Я поймал себя на том, что опять погружаюсь в прошлое. Я распахнул окно и уставился на площадь. Она была пустынна. Лишь у ярко освещенного газетного киоска на другой стороне несколько парней рассматривали парижские журналы с обнаженными красавицами да на трамвайных путях стояла маленькая женщина с ломиком в руках. Трамваи, наползавшие на нее то с одной, то с другой стороны, сыпали искры и погромыхивали. Женщина звякала ломиком, переводя рельсы, и вагончики с опущенными окнами катились дальше, озаряя голубыми вспышками темные улицы. Город глухо шумел. В этот монотонный шум изредка врезывались одинокие, какие-то панические вопли автомобилей, иногда совсем рядом слышался смех и громкие голоса.

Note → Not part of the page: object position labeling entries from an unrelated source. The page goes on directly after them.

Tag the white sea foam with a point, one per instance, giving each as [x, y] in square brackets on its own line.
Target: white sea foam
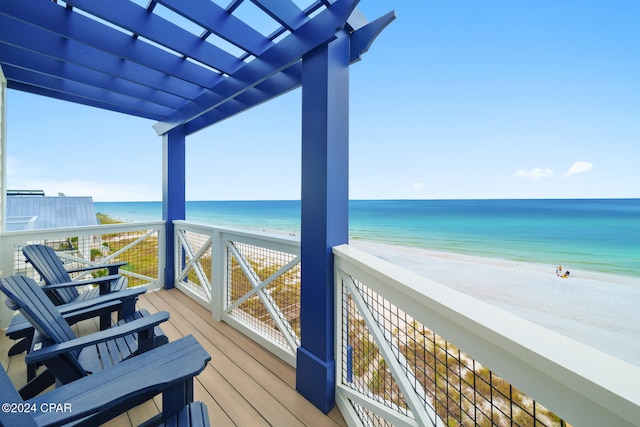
[597, 309]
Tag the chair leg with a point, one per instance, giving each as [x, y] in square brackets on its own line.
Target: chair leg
[19, 347]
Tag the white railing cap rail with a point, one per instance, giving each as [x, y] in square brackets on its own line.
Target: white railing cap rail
[577, 382]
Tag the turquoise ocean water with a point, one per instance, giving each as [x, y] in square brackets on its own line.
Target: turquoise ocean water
[592, 234]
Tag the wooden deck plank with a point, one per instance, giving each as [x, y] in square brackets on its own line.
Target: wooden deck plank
[244, 384]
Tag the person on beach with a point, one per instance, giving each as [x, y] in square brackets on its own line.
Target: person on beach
[562, 274]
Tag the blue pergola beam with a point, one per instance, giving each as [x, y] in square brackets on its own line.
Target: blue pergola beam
[288, 79]
[312, 34]
[218, 21]
[13, 56]
[84, 92]
[324, 212]
[37, 40]
[37, 90]
[363, 37]
[74, 26]
[130, 16]
[173, 194]
[285, 12]
[277, 85]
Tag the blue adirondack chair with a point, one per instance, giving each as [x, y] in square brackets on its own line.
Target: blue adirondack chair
[67, 357]
[94, 400]
[46, 262]
[62, 291]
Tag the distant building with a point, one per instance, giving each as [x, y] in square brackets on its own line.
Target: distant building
[31, 210]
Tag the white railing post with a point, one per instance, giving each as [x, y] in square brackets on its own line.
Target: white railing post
[219, 275]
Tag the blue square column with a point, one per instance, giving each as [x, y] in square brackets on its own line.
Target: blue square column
[324, 212]
[173, 193]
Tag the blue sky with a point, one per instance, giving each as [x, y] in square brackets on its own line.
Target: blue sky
[455, 99]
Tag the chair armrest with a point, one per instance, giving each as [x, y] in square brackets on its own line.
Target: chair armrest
[93, 281]
[119, 296]
[113, 267]
[111, 392]
[145, 323]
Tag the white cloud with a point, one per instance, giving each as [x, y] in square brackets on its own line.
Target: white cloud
[533, 174]
[577, 168]
[415, 187]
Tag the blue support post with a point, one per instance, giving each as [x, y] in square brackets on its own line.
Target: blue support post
[173, 193]
[324, 212]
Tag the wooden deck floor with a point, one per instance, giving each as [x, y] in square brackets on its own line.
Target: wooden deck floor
[243, 385]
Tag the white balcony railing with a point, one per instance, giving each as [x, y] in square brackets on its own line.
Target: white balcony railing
[249, 280]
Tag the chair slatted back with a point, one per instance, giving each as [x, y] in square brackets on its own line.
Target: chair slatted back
[34, 304]
[46, 262]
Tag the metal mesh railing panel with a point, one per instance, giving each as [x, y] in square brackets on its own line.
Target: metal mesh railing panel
[249, 266]
[196, 257]
[458, 388]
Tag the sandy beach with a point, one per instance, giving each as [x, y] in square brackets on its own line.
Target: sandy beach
[597, 309]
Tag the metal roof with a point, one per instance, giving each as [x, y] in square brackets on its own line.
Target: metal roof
[191, 63]
[37, 212]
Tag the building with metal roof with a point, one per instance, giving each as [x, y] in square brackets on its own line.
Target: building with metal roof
[39, 212]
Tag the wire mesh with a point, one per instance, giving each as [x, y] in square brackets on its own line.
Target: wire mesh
[458, 388]
[200, 272]
[258, 289]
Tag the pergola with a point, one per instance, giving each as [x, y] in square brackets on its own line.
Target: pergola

Каким же темным и тихим был этот город в конце лета 1943 года, когда я впервые приехал в него! Из окна мансарды, где меня поселили, ничего нельзя было увидеть... Опять! Я опять возвращался в прошлое...

С досадой задернув штору, отошел к столу. Но там ждало новое искушение: пухлая желтая телефонная книжка. Полистав ее, можно в полминуты установить, живут ли твои знакомые в этом городе или не живут, найти их адреса и — что важнее — телефон, с помощью которого тут же можно связаться с ними. Почти непроизвольно открыл я книжку на букву «В»: Валлон, Луи. Вероятно, он. Я соединился с городом и набрал номер. Телефон подавал сигнал за сигналом: «Гу-у, гу-у, гу-у». Там, на другом конце провода, никто не подходил. С досадой отнял я трубку от уха, готовясь опустить на рычажок, но в трубке вдруг щелкнуло, и смеющийся молодой голос прокричал издалека:

 — Ал-ле, ал-ле-о...

 — Могу я говорить с месье Валлоном?

 — С которым? — стараясь подавить смех, переспросили в трубке. — Здесь их трое. Ученик, студент и депутат.

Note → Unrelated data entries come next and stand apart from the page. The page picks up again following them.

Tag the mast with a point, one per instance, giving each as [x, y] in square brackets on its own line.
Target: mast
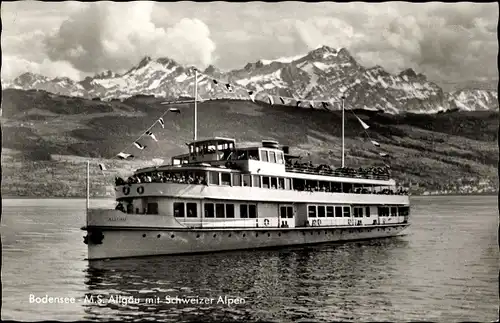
[195, 103]
[88, 187]
[343, 98]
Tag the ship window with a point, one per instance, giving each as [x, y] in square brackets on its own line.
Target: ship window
[209, 210]
[321, 211]
[225, 179]
[263, 155]
[246, 180]
[281, 183]
[229, 210]
[272, 157]
[236, 180]
[338, 211]
[214, 178]
[255, 180]
[178, 210]
[347, 211]
[152, 208]
[283, 212]
[312, 211]
[191, 210]
[252, 211]
[219, 210]
[279, 158]
[287, 183]
[274, 182]
[265, 182]
[253, 154]
[243, 211]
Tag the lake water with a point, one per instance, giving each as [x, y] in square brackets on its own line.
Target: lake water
[445, 269]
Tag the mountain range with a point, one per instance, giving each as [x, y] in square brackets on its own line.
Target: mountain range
[321, 74]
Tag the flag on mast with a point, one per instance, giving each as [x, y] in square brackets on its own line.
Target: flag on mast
[139, 146]
[124, 155]
[364, 125]
[152, 135]
[252, 95]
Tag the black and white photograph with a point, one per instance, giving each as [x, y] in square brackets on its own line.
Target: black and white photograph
[249, 161]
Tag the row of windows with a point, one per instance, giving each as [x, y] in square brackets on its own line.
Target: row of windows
[214, 210]
[358, 211]
[271, 156]
[387, 211]
[229, 179]
[226, 210]
[328, 211]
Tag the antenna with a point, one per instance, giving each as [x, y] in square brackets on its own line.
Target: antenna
[88, 187]
[195, 104]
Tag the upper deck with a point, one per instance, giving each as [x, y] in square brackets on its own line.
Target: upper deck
[270, 158]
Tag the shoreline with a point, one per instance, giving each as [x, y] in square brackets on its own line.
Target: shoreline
[112, 197]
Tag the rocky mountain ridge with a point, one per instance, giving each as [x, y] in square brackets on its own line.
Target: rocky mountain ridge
[322, 74]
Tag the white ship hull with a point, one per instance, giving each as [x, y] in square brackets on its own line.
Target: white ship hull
[136, 242]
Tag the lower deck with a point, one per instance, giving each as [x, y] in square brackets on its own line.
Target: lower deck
[219, 213]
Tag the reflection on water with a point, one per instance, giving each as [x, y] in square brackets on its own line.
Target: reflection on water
[445, 269]
[273, 284]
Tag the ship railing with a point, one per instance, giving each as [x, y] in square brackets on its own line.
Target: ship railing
[336, 173]
[219, 223]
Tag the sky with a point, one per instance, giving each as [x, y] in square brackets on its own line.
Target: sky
[444, 41]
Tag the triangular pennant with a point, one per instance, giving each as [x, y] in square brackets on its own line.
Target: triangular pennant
[152, 135]
[252, 95]
[139, 146]
[125, 155]
[364, 125]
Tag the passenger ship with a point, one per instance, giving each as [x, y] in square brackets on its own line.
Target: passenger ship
[220, 196]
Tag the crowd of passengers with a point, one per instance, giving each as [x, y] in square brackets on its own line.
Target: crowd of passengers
[200, 180]
[386, 191]
[374, 171]
[161, 178]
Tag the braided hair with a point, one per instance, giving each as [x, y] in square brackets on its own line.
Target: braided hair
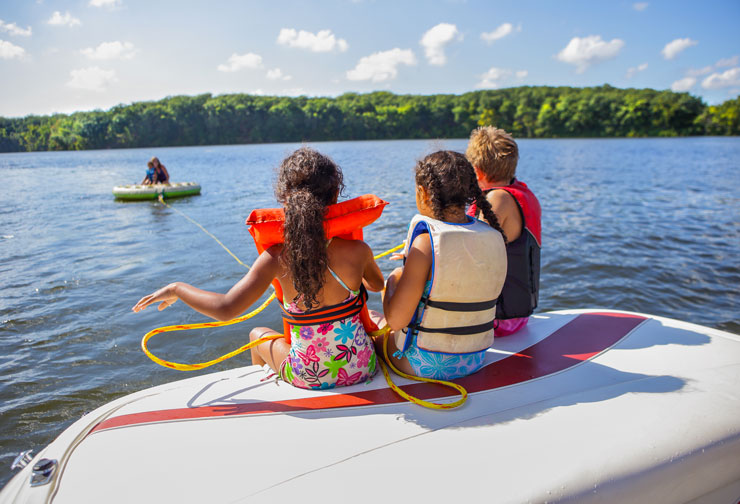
[450, 180]
[307, 183]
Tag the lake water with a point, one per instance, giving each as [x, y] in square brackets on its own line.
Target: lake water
[649, 225]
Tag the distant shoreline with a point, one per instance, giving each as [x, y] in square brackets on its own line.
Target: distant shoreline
[234, 119]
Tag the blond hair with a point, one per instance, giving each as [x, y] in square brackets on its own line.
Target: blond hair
[494, 152]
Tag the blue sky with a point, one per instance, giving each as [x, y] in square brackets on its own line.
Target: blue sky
[63, 56]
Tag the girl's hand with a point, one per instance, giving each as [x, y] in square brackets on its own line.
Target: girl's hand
[165, 297]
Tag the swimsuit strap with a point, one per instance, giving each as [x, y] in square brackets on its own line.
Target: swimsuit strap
[336, 277]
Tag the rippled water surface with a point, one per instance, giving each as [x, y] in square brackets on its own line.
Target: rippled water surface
[649, 225]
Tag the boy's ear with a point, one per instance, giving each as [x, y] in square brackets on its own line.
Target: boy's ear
[423, 194]
[479, 174]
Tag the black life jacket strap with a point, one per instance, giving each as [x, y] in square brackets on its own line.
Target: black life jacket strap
[454, 306]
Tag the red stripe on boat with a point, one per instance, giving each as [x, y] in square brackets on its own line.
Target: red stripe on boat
[577, 341]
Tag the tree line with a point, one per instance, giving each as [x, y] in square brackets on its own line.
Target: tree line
[525, 112]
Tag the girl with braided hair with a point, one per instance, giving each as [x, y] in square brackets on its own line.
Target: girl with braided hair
[440, 305]
[317, 276]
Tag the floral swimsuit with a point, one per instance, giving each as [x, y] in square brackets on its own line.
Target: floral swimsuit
[330, 354]
[439, 365]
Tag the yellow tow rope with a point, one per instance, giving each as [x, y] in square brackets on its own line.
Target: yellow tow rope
[385, 331]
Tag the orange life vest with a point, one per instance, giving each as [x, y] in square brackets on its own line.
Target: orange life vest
[343, 220]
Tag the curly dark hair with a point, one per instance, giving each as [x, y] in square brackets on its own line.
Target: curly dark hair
[450, 180]
[307, 183]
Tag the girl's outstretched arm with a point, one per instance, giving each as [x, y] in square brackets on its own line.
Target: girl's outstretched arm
[215, 305]
[406, 285]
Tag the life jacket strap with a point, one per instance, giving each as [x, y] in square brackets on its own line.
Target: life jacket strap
[457, 331]
[465, 307]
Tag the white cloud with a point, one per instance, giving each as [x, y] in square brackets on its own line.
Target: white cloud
[66, 19]
[587, 51]
[111, 50]
[239, 61]
[104, 3]
[632, 71]
[684, 84]
[434, 41]
[14, 29]
[729, 78]
[696, 72]
[672, 49]
[381, 66]
[727, 62]
[10, 51]
[277, 74]
[499, 33]
[494, 77]
[323, 41]
[92, 79]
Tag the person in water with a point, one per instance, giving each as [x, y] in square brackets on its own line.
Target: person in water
[156, 173]
[314, 273]
[441, 304]
[494, 155]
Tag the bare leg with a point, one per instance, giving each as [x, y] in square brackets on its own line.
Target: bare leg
[272, 352]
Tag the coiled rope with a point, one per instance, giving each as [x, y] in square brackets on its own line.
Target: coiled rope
[384, 332]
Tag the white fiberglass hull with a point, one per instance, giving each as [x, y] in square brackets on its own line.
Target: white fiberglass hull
[580, 406]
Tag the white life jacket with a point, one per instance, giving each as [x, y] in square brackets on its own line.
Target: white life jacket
[468, 273]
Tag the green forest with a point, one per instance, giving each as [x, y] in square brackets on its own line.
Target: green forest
[526, 112]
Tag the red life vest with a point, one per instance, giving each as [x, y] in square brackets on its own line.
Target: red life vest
[343, 220]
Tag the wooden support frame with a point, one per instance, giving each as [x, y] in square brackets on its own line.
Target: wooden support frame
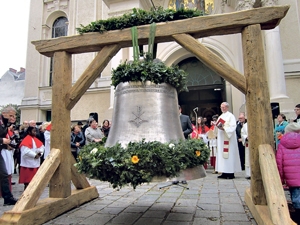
[29, 210]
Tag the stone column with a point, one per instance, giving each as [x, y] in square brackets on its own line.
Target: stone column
[274, 65]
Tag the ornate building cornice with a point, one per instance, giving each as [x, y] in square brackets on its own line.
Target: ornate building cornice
[53, 5]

 — Кажется, с депутатом, — немного замялся я, не зная нынешнего положения Валлона.

 — О, вы даже не знаете, с кем хотите говорить, месье, — со смешком отозвался голос. — Студент и ученик рядом и готовы к вашим услугам. Депутата придется позвать.

И звонко заорал:

 — Папа, спускайся, с тобой хотят говорить.

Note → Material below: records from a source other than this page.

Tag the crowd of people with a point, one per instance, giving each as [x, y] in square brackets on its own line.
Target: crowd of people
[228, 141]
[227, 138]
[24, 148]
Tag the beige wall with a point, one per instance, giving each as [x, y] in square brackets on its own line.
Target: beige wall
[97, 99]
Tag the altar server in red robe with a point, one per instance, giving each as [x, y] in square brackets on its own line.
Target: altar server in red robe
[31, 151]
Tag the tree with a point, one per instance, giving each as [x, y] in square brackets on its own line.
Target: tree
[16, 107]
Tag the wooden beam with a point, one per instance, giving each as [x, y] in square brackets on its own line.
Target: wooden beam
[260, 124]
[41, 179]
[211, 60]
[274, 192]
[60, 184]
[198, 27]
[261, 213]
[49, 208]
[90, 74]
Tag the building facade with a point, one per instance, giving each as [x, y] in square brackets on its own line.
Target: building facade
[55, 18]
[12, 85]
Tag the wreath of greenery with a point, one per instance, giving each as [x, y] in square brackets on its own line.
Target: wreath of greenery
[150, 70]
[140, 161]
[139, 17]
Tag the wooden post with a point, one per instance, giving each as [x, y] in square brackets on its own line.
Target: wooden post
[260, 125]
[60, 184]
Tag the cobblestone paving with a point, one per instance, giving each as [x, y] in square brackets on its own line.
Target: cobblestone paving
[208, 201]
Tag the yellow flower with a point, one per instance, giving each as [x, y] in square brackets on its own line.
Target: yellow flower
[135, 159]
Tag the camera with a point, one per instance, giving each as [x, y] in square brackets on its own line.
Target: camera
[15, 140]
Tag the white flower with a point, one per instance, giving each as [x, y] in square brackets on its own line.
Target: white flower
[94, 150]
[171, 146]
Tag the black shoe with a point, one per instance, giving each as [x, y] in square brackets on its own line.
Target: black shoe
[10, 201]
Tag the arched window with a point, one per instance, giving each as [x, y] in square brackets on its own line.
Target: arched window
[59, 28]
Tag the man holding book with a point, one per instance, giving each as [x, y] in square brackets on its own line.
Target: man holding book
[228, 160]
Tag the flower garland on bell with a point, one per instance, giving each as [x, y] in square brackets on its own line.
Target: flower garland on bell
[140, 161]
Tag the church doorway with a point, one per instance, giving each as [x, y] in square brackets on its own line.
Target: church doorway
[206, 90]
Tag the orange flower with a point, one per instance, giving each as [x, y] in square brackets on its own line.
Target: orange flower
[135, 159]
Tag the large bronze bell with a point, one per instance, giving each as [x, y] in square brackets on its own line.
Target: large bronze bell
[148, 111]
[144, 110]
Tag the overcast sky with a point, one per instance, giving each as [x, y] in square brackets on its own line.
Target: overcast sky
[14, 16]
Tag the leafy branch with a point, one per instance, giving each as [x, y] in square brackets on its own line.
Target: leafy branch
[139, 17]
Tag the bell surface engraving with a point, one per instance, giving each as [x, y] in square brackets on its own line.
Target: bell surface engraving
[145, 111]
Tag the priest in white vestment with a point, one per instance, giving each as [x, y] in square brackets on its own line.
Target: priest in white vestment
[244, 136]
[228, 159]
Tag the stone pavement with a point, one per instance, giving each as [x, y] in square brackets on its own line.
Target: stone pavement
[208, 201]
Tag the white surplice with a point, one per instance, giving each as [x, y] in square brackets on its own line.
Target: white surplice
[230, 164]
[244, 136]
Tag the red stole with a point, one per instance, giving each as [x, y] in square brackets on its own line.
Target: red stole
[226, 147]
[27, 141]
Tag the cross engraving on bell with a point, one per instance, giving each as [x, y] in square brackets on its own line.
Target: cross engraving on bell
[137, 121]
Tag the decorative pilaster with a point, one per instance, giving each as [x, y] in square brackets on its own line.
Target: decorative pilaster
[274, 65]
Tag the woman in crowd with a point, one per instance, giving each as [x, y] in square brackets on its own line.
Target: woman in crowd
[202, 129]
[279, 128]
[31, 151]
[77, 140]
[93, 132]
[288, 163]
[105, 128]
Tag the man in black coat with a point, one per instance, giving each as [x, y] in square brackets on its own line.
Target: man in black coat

Депутат долго спускался, взяв трубку, прокашлялся сначала (Валлон и раньше покашливал, «горло прочищал») и устало-скучным голосом сказал:

 — Слушаю.

 — Говорит Константин Забродов. Тот самый, с которым вы вместе в Бельцене были, бежали в Голландию, затем здесь, в Бельгии, не раз встречались.

 — Константин! — обрадованно закричал Валлон. — Ты здесь, в Брюсселе? На выставку приехал? Я так и думал: русских тут теперь много, Забродов, если сможет, обязательно приедет. И ты вот приехал. Молодчина! Где остановился?

Я сказал.

 — Слушай, — торопливо и взволнованно заговорил он, — мы должны встретиться. И немедленно! Знаешь что? Приезжай ко мне. Бросай этот буржуйский отель, там только наши помещики, немецкие капиталисты да американские туристы останавливаются. Поживешь у меня, с моим студентом в одной комнате. Не так шикарно, конечно, как в твоем отеле, а зачем тебе шик? Ты ведь на выставке целыми днями будешь пропадать. Приезжай! А?

На меня словно весенним ветром подуло, я вздохнул с облегчением. Валлон не изменился, несмотря на годы. Мне хотелось увидеть его, вновь обнять, заглянуть в черные то дружески веселые, то злые до неприятного блеска глаза.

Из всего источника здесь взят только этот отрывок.